Hail the King Chapter 453 – The Phenomenon Bahasa Indonesia
Bab 453: Fenomena
Setelah empat jam, Fei telah menyelesaikan lima misi pertama di [Perkemahan Rogue] dalam Mode Mimpi Buruk, dan Karakter Barbarian-nya sekarang berada di level 16 Mode Mimpi Buruk.
Dia sudah memiliki 110 poin dalam [Kekuatan], dan kerusakannya setidaknya enam kali lebih kuat daripada Barbarian level 99 sebelumnya dalam Mode Normal.
Saat ini, Karakter Barbarian-nya akhirnya mencapai Kelas Bulan; kekuatannya setara dengan Prajurit Bulan Baru tingkat rendah level 6.
Setelah memikirkan fakta bahwa waktu bermain game hari itu hampir habis, Fei berhenti membunuh monster di Biara di [Dataran Tinggi Tamoe] dan tidak sampai melawan bos Andariel di peta pertama. Sebaliknya, dia membuka portal dan kembali ke dunia nyata.
……
……
Momen sebelum fajar biasanya paling gelap, dan Torres telah menunggu Fei di aula utama di menara pengawas di gerbang barat.
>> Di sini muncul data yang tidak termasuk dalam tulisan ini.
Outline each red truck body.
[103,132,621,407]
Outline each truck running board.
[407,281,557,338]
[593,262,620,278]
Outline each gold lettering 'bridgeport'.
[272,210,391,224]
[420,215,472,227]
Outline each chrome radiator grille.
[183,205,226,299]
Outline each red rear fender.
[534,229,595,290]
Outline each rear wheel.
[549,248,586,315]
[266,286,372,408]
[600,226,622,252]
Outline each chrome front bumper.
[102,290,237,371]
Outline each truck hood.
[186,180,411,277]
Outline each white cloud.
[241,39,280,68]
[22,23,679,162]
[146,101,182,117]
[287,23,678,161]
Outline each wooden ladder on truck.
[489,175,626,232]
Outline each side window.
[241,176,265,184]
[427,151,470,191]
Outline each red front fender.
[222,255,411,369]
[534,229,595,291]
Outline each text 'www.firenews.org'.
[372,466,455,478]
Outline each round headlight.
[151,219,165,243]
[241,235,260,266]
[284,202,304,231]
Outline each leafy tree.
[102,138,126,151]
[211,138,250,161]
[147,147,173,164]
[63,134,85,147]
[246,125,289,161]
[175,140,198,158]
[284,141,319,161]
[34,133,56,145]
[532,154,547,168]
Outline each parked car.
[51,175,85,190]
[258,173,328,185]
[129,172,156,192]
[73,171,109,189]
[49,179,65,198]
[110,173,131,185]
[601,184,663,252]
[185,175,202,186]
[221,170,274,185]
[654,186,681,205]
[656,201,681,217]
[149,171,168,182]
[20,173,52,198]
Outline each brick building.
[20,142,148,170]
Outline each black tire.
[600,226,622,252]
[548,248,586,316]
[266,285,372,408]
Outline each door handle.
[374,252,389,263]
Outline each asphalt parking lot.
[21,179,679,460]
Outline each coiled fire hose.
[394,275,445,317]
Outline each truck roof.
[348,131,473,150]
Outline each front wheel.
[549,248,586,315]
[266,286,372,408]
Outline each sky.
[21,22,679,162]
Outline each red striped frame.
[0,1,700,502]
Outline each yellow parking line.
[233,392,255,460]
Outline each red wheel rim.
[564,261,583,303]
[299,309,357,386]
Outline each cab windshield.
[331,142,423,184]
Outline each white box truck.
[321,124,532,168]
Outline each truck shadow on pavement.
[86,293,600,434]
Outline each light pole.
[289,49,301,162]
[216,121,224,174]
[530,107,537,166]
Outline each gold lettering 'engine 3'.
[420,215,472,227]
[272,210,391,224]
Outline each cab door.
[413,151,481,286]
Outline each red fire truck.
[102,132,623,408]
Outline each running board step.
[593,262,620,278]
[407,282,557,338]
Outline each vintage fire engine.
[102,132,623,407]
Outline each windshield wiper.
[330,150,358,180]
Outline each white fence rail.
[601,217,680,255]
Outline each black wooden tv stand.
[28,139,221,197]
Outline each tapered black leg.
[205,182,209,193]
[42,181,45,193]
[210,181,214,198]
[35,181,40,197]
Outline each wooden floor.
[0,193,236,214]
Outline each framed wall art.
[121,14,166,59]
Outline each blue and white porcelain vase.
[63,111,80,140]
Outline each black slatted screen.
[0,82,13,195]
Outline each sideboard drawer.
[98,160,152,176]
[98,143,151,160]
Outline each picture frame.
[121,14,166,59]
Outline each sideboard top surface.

Biasanya, asisten Raja yang terpercaya ini akan berkultivasi pada saat ini. Setelah tubuhnya direformasi oleh [Ramuan Hulk], ia memiliki vitalitas yang luar biasa seperti prajurit Chambord lainnya. Ia mampu berkultivasi sepanjang malam dan tetap berenergi keesokan harinya tanpa tidur.
Namun, Torres tidak dapat fokus pada kultivasi malam ini.
Apa yang terjadi hari ini sungguh menyedihkan bagi semua prajurit dan komandan di pihak Zenit. Terutama karena calon Ratu Chambord terluka dan pingsan, dan para prajurit Chambord ingin menyerbu musuh dan membunuh sebanyak mungkin dari mereka. Mereka tidak dapat melakukan apa pun saat itu, dan mereka semua merasa malu pada diri mereka sendiri. Torres adalah
salah satunya.
Ia telah bersama Raja untuk beberapa waktu, dan ia memahami kepribadian Fei; ia tahu betapa besar amarah yang ditahan Fei.
“Sial! Apa yang bisa kulakukan untuk membantu Yang Mulia saat ini?” Torres menggelengkan kepalanya dan berpikir dalam hati dengan marah. Ia tahu ia terlalu lemah untuk membantu, tetapi ia cemas dan tidak dapat berkonsentrasi pada kultivasinya.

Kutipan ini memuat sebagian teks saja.